Néanmoins, une majorité de dossiers «déjà bien avancés est allée au bout du processus», il a fallu «des situations très particulières pour que cela coince», souligne Bruno Villard, responsable des fusions-acquisitions pour la zone Europe, Moyen-Orient et Afrique, chez BNP Paribas CIB.

«Nous avons connu deux phases. La première dans une ambiance de fin du monde, où certains dossiers ont quand même continué à progresser, et puis les banques centrales ont commencé à intervenir et cela a redynamisé les opérations», explique pour sa part Kyril Courboin, directeur général France de JPMorgan.

Opération XL en Europe

L’Europe s’en sort plutôt bien, grâce au rapprochement entre Virgin Media et 02 qui va donner naissance à un poids lourd dans les télécoms britanniques, valorisé plus de 40 milliards d’euros.
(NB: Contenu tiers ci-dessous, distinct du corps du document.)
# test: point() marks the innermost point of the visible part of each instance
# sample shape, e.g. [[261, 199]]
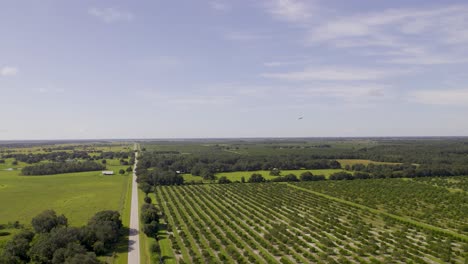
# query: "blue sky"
[[171, 69]]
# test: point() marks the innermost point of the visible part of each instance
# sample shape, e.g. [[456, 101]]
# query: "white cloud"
[[8, 71], [109, 15], [220, 6], [331, 74], [273, 64], [289, 10], [438, 33], [348, 92], [244, 36], [453, 97]]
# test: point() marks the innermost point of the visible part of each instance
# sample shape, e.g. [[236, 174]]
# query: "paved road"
[[134, 237]]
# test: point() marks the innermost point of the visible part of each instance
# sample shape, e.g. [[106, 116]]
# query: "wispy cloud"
[[289, 10], [244, 36], [452, 97], [8, 71], [331, 74], [349, 91], [109, 15], [220, 6], [398, 33]]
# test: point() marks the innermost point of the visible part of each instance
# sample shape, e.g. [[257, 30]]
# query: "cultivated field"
[[422, 202], [272, 223], [77, 195]]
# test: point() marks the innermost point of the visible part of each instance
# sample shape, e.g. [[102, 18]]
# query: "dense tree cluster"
[[150, 218], [61, 167], [53, 242], [151, 178], [378, 171], [197, 164], [60, 156]]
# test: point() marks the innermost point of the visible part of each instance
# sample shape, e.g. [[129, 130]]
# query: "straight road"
[[134, 236]]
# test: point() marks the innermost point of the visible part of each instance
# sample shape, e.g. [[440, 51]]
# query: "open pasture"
[[77, 195]]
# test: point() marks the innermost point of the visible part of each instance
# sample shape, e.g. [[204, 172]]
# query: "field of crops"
[[279, 223], [423, 202]]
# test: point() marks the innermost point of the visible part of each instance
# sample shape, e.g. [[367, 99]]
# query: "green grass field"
[[237, 175], [76, 195]]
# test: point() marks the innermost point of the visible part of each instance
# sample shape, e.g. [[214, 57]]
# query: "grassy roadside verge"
[[396, 217], [122, 257]]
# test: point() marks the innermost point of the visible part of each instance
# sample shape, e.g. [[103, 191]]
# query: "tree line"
[[62, 156], [61, 167]]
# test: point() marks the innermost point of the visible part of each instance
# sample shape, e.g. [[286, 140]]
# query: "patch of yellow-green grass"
[[352, 162], [76, 195], [237, 175]]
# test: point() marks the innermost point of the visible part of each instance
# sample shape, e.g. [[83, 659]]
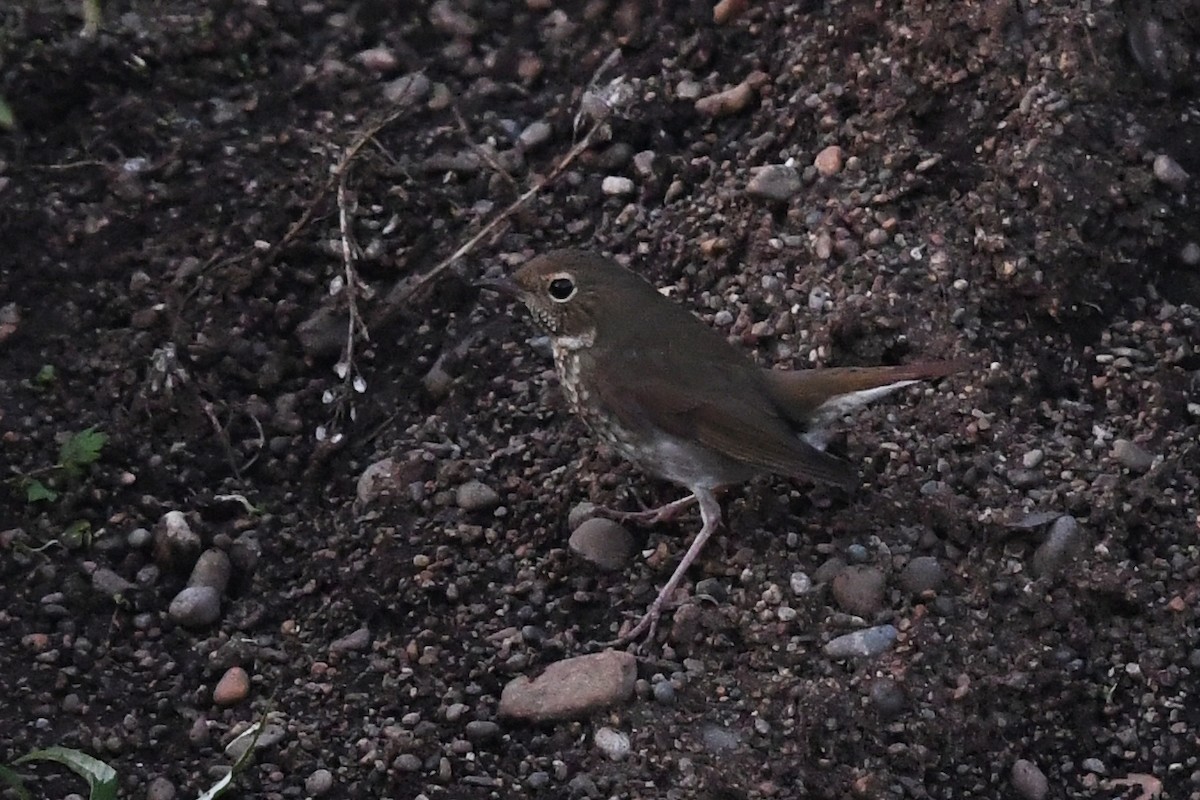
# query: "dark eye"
[[562, 289]]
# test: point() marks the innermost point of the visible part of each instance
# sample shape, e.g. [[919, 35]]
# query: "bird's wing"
[[721, 405]]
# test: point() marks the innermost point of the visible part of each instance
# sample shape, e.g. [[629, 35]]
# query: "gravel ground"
[[336, 495]]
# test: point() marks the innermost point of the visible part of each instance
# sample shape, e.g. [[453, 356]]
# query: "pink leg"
[[649, 516], [711, 517]]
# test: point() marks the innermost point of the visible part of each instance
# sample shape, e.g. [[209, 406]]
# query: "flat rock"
[[571, 689]]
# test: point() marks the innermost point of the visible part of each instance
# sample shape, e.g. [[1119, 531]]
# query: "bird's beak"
[[503, 286]]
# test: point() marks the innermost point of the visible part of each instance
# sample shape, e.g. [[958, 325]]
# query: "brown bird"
[[676, 398]]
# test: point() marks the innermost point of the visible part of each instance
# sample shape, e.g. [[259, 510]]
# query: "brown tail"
[[802, 395]]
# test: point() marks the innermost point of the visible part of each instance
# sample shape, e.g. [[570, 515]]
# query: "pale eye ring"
[[561, 289]]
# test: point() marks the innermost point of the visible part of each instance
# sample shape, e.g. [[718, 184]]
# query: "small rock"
[[161, 789], [617, 186], [213, 570], [109, 583], [1061, 546], [612, 744], [1169, 172], [535, 134], [359, 639], [719, 739], [1132, 456], [603, 542], [775, 182], [407, 90], [828, 162], [724, 103], [474, 495], [1030, 781], [922, 573], [175, 546], [865, 643], [196, 607], [233, 687], [859, 590], [483, 731], [318, 782], [377, 59], [571, 689]]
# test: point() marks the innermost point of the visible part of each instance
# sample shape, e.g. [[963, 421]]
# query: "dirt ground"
[[1015, 182]]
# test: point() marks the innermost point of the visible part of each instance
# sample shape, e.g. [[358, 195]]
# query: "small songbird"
[[676, 398]]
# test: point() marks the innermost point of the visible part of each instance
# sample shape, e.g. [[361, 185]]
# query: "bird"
[[681, 402]]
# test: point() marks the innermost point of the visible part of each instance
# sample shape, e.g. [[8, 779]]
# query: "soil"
[[1017, 184]]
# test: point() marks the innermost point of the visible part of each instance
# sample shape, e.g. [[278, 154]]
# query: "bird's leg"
[[648, 516], [711, 517]]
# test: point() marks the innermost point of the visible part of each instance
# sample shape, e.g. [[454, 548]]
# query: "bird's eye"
[[561, 289]]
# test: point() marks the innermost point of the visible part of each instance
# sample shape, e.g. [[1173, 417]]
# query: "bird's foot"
[[648, 516]]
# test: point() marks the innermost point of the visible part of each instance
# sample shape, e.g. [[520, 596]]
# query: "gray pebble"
[[859, 590], [603, 542], [107, 582], [719, 739], [161, 789], [1132, 456], [865, 643], [1061, 546], [801, 583], [196, 607], [612, 744], [474, 495], [407, 763], [775, 182], [483, 731], [922, 573], [1030, 781], [535, 134], [319, 782]]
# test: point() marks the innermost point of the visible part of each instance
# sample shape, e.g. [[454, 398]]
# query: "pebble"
[[161, 789], [1030, 781], [571, 689], [213, 570], [775, 182], [483, 731], [612, 744], [1060, 547], [318, 782], [233, 687], [175, 545], [196, 607], [801, 583], [407, 90], [475, 495], [359, 639], [859, 590], [535, 134], [1132, 456], [719, 739], [922, 573], [865, 643], [109, 583], [1169, 172], [828, 162], [603, 542], [617, 186]]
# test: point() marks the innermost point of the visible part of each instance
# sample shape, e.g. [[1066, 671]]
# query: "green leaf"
[[101, 777], [37, 492], [15, 783], [81, 450]]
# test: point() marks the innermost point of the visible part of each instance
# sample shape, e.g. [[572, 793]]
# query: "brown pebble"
[[233, 687]]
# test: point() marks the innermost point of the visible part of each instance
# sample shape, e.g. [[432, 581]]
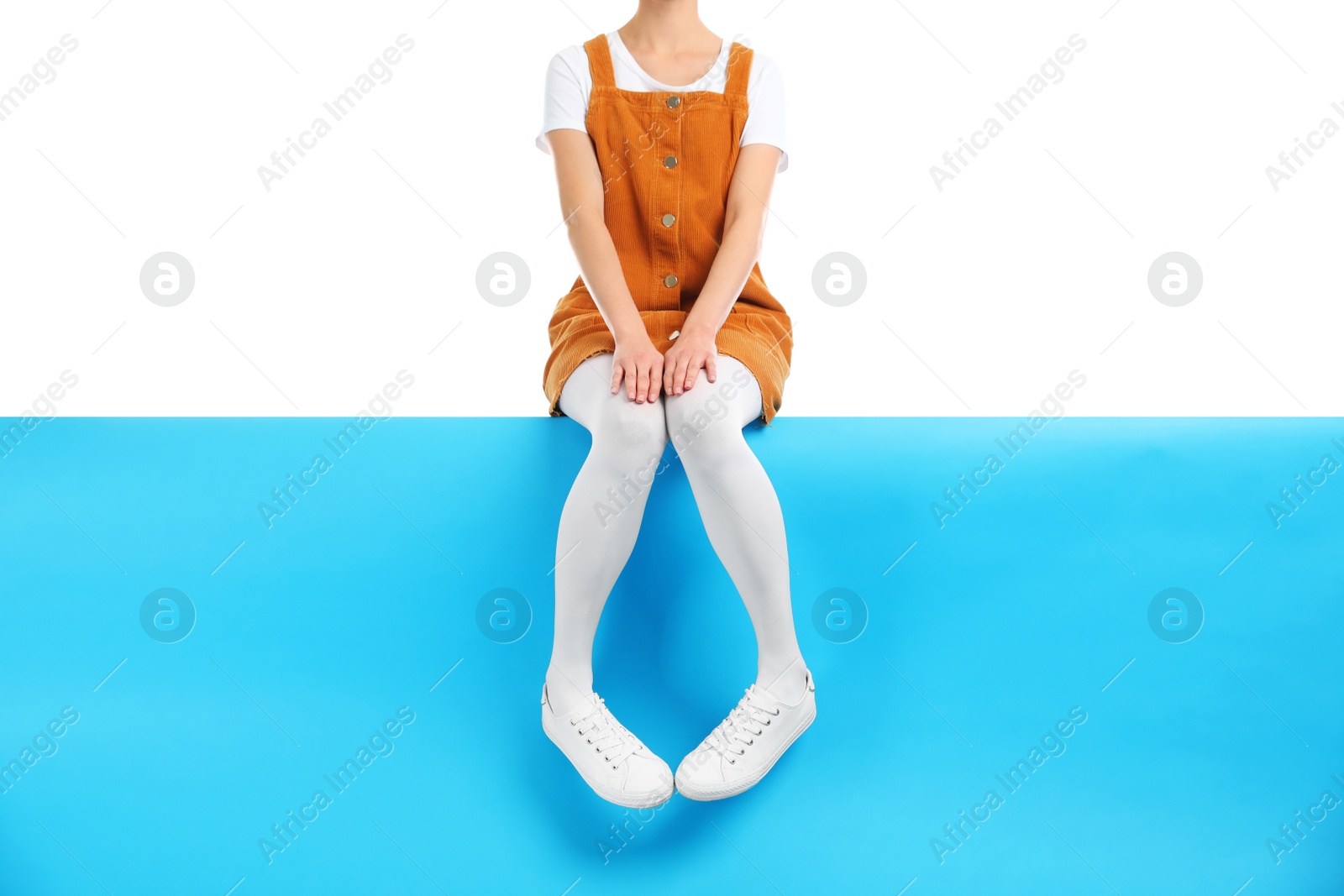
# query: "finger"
[[655, 378], [643, 391], [692, 372], [679, 375]]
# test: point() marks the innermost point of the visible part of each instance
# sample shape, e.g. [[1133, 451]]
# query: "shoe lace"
[[748, 720], [606, 735]]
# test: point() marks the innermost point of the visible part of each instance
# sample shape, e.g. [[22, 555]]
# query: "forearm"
[[602, 275], [732, 264]]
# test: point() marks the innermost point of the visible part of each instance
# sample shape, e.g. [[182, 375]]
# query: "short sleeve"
[[765, 107], [568, 87]]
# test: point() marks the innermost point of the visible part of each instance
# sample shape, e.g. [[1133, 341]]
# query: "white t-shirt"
[[569, 81]]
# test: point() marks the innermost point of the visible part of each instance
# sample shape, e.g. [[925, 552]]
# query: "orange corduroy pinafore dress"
[[667, 161]]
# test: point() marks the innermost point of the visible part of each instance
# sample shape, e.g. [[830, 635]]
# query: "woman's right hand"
[[640, 365]]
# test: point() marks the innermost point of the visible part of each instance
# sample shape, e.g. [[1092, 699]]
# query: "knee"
[[702, 430], [633, 434]]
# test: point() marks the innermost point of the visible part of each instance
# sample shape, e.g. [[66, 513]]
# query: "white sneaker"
[[613, 762], [746, 745]]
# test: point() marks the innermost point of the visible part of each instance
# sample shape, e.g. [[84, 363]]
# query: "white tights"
[[602, 513]]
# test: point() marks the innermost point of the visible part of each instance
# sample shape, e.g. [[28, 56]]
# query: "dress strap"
[[739, 70], [600, 62]]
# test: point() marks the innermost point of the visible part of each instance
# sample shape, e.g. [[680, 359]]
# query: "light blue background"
[[979, 640]]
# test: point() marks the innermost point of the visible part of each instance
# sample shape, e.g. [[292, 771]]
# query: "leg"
[[601, 517], [741, 512]]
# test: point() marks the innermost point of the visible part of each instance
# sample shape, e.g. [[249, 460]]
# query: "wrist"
[[631, 332], [698, 331]]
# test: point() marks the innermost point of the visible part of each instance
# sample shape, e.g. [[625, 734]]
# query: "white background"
[[1032, 264]]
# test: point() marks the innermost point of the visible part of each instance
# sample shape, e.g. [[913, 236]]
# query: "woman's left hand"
[[683, 362]]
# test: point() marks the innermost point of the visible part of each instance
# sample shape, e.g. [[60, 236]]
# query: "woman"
[[669, 332]]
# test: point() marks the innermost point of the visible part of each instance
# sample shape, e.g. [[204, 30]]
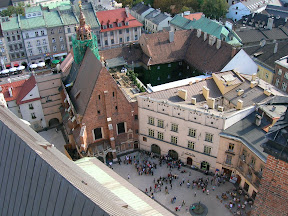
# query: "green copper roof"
[[32, 23], [32, 9], [211, 27], [52, 18], [55, 4], [10, 25]]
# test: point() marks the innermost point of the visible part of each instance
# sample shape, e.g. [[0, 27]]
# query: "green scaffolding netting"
[[80, 47]]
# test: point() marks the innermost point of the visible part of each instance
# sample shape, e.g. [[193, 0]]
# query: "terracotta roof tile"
[[16, 89], [115, 16], [27, 87]]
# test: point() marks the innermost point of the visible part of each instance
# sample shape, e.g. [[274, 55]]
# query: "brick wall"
[[272, 199], [107, 100]]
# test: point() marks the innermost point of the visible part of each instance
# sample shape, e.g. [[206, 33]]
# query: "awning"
[[115, 62]]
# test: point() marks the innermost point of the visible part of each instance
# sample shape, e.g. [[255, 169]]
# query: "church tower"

«Le continent enregistre ainsi une augmentation en valeur de 15% au premier semestre», notent MM. Moreau et Ancel, «mais il y a une baisse de 34% en nombre d’opérations».

«Le dynamisme de l’Europe est en train de se confirmer» et «nous voyons que nos grands clients ont des politiques de renforcement» sur le continent, constate de son côté Georges Holst, responsable de la clientèle grandes entreprises chez BNP Paribas CIB.

Aux Etats-Unis en revanche «la chute est des 61% en valeur et de 15% en volume», ajoutent MM. Moreau et Ancel.

Même si la crainte d’une deuxième vague est dans tous les esprits, l’optimisme reste majoritairement de mise parmi les experts pour la suite.

«Cela va rebondir, mais 2020 risque quand même d’être un mauvais millésime au niveau mondial, car il y a un laps de temps incompressible pour monter des opérations. En revanche, il y a pas mal d’ingrédients pour que 2021 soit une bonne année», estime Hubert Preschez, codirecteur de la banque d’investissement de HSBC.

«2020 sera forcément spécifique. Mais passée l’urgence, beaucoup de chefs d’entreprises se projettent à nouveau», estiment pour leur part Philippe Duval, président du comité de direction d’Edmond de Rothschild Corporate Finance et Arnaud Petit, directeur associé.

Et, complètent-ils, «alors que depuis quelques années, certains hésitaient à se lancer, ils sont désormais plus que jamais décidés à agir, ce qui entraîne un surcroît d’activité».

Baisse des prix

Par ailleurs, «les prix complètement délirants atteints avant la pandémie vont baisser, mais cela dépendra des secteurs», relèvent MM. Moreau et Ancel.

La santé, les technologies ou les télécoms devraient rester recherchés et à des prix similaires à ceux de l’avant-crise.

Sur le versant sombre, le tourisme ou le commerce de détail non alimentaire sont menacés par des restructurations.

Quant aux fonds activistes, qui achètent une participation minoritaire pour chercher à influencer la gouvernance de groupes, JPMorgan anticipe dans une étude «une poussée significative à la suite de la pandémie», facilitée par la baisse du prix des actions, la forte volatilité et la vulnérabilité de nombreuses entreprises fragilisées par le Covid-19.

Au-delà des opérations, la crise a aussi fait sentir ses effets sur la façon d’exercer le métier de banquiers d’affaires.

«Notre activité est d’ordinaire fortement basée sur des rencontres physiques, des visites de sites... et là tout s’est fait de manière virtuelle», relate M. Courboin.

«Cela a du coup plus favorisé les opérations bilatérales avec des échanges d’actions entre entreprises», ajoute Augustin d’Angerville, responsable corportate M&A France chez JPMorgan.

«La bonne surprise de ce confinement», relève M. Preschez, reflétant un sentiment partagé dans la profession, a été une «qualité du dialogue» renforcée avec les dirigeants de sociétés, moins accaparés par le quotidien et soucieux «d’analyser les tenants et les aboutissants de cette crise».

A lire aussi...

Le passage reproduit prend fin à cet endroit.